Я выяснил все, что мне было нужно. Но, не удержавшись, из чистого любопытства спросил:
— Кстати, о тех людях… Какова была цена убедительности?
— Ваше превосходительство! — Левин воздел руки к небу, что можно было понимать как угодно: как свидетельство чистоты помыслов, как мольбу о снисхождении, даже как легкий укор за неприличный вопрос.
— Не хотел я вновь встречаться с господином Головастым, да видно придется, — с нарочитой досадой в голосе сказал я.
— Ваше превосходительство, от вас ничто не скроется! Я скажу, но только вам, пусть этот потс заткнет слух, — и, приблизившись, Левин шепнул мне в ухо, — сто тысяч, — и уже в голос, — даром отдал, даже не за четверть цены, себе в убыток, я разорил всю свою семью! — и опять приблизившись ко мне, тихо: — Но скажу честно, отдал бы и дешевле, если бы те были чуть настойчивее. Ночью мне голос был, отдай чужое, сказал мне Бог, не торгуясь долго, не ищи неприятностей на старости лет.
Да, когда речь идет о таких суммах, неприятности обычно не заставляют себя долго ждать. Особенно, когда в дело вмешиваются «серьезные люди». Которые почему-то не желают иметь дело с полицией. И которые один раз уже опередили полицию, разыскав и уломав еврея-ювелира. Эдак они и убийцу вперед меня найдут! Надо будет по приезду в департамент просмотреть перечень происшествий за последние два дня.
Так размышляя, я сел в коляску и приказал отвезти меня к дому барона Фридерикса на Большую Садовую, где проживал гвардии поручик Зуров, Николай Андреевич, личность в Петербурге известная, шалопай, любимец дам и заядлый игрок. Иногда передергивал, из-за чего выходили раза три скандалы, послужившие поводом для нашего близкого знакомства. По окончании последней кампании он несколько неожиданно вышел в отставку и всецело отдался своей главной страсти, проводя все вечера и ночи в клубах.

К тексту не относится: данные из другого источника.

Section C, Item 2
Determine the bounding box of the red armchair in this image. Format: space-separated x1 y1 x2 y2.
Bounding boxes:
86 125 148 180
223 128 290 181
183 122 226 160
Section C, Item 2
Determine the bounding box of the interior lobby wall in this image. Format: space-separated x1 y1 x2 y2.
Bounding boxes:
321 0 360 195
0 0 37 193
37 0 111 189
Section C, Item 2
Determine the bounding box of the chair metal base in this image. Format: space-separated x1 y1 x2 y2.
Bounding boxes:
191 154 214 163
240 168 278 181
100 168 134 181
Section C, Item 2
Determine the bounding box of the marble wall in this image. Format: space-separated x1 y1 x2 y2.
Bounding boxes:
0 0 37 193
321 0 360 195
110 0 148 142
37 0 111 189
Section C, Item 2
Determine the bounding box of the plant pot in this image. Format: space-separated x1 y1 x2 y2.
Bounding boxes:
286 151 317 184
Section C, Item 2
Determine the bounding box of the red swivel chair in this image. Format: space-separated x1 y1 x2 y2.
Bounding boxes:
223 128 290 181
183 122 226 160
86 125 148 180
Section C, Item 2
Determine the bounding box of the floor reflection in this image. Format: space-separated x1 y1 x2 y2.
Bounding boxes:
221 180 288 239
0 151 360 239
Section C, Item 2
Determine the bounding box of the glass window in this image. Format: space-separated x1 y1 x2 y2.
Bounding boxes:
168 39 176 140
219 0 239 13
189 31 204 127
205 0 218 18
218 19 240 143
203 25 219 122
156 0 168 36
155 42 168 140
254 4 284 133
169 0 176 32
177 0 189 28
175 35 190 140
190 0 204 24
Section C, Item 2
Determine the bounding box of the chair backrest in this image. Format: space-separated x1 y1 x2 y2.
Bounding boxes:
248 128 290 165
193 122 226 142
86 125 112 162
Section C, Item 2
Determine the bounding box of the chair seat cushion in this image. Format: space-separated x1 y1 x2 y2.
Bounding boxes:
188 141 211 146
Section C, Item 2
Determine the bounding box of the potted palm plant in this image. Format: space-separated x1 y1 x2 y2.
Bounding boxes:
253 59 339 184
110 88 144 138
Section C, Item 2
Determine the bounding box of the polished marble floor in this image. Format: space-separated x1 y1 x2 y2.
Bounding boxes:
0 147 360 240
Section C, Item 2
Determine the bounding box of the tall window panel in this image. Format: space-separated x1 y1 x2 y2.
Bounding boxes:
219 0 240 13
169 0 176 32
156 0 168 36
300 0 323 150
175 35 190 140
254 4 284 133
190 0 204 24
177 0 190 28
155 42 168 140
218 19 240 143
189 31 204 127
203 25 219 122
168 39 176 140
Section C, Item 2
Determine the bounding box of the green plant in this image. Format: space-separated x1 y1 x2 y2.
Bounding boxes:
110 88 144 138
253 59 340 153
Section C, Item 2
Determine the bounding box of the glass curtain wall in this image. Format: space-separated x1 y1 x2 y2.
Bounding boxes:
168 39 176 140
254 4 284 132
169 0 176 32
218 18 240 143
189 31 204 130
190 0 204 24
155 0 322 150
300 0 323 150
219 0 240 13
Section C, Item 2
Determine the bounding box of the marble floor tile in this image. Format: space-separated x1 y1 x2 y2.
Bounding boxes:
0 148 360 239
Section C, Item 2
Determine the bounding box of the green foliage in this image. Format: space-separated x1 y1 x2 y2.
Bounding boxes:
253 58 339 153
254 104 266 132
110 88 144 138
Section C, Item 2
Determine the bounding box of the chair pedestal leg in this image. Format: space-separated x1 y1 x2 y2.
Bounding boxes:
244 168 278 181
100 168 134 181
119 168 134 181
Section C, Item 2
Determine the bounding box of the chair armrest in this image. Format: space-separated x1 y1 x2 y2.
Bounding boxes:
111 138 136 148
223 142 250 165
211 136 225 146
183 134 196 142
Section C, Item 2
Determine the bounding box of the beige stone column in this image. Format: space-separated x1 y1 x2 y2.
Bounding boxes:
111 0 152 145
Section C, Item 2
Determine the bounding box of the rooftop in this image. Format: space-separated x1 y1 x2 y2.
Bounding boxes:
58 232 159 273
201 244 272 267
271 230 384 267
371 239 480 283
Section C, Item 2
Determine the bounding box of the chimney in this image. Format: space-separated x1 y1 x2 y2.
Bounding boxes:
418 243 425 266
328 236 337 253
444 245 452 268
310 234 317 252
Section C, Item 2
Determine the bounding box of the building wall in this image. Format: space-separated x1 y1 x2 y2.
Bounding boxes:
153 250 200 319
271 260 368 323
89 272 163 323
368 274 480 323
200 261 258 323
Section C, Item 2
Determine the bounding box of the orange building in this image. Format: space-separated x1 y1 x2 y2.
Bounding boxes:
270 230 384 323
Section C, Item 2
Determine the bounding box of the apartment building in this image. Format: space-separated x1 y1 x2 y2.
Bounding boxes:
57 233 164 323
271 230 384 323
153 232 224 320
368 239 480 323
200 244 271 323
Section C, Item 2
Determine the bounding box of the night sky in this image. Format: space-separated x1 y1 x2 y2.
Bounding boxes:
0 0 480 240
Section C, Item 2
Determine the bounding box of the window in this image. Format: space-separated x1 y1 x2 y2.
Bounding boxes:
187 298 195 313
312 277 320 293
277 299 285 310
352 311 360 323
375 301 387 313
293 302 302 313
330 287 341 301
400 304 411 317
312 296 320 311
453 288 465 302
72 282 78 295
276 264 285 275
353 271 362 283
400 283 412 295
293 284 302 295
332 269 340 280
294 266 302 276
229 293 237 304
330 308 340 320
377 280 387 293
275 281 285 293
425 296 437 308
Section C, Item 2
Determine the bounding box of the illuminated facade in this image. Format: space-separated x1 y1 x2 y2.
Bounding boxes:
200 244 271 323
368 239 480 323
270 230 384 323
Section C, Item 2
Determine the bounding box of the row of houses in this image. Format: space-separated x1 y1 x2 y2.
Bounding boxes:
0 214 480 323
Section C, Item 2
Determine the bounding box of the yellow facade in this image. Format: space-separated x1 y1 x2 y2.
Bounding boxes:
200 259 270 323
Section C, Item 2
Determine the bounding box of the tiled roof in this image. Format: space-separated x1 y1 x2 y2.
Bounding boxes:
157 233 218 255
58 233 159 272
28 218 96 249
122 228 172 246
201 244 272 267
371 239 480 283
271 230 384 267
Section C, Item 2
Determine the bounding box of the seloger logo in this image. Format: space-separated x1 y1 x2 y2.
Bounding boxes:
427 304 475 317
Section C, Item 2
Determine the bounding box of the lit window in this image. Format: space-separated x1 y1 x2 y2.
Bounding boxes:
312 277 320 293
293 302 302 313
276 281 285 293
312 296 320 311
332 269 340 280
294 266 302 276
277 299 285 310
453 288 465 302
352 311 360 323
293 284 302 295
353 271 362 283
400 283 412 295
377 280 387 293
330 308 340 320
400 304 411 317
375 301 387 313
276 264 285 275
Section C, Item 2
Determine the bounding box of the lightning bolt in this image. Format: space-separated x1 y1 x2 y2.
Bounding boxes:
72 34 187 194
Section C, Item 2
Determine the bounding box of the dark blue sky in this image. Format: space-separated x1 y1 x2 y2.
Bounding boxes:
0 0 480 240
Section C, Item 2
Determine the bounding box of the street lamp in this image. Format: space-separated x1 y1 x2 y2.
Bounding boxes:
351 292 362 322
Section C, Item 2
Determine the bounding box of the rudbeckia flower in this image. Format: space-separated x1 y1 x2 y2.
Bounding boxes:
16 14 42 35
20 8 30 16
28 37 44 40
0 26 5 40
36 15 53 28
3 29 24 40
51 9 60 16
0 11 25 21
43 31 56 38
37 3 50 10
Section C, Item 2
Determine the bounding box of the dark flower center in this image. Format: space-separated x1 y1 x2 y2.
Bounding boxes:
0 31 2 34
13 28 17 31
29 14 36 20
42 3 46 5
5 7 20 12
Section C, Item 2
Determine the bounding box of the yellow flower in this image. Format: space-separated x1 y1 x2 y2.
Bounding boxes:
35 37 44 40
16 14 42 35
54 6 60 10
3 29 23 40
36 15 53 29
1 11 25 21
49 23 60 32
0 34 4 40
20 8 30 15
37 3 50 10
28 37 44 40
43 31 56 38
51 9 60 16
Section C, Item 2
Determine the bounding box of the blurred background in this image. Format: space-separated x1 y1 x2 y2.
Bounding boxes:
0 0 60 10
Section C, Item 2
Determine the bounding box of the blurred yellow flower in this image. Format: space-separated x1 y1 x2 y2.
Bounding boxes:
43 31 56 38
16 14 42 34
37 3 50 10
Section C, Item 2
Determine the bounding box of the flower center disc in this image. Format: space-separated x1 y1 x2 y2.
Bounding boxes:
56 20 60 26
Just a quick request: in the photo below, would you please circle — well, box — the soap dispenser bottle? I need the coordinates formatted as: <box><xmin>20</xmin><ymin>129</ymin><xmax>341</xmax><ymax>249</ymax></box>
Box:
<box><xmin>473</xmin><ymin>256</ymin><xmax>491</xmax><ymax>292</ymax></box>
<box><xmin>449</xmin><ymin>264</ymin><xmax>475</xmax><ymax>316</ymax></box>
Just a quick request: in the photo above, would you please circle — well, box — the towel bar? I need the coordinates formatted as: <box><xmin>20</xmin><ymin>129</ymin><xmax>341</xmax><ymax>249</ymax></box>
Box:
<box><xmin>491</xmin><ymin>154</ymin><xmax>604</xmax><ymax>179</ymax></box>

К петербургскому градоначальнику, несмотря на свои громогласные заверения, Зуров не имел никакого отношения, впрочем, у него и без того хватало покровителей и, особенно, покровительниц.
Отставной поручик в столь раннее время, как водится, почивал, но его камердинер, понукаемый мною, растолкал барина. Зуров вышел в халате и турецких шлепанцах на босу ногу, с опухшим лицом, свалявшимися волосами и бакенбардами и заплывшими глазами. На ощупь пошарил на столе, наткнулся на бутылку шампанского, сделал глоток, поморщился, знать, теплое, и вновь надолго припал к живительному источнику, розовея на глазах, казалось, что и волосы расправились, и бакенбарды задорно затопорщились. Глаза раскрылись, и он с радостным изумлением воззрился на меня.
— Ба, Иван Дмитриевич! — воскликнул он. — Чем обязан счастью?! Шампанского не желаете? Да вы в мундире! Никак на службу вернулись. Вот счастье-то! Житья не стало от воров и жуликов, честному человеку на улицу выйти страшно, да и в доме!.. Не поверите, Иван Дмитриевич, сплю с пистолетом под подушкой, пройдемте в спальню, нарочно покажу!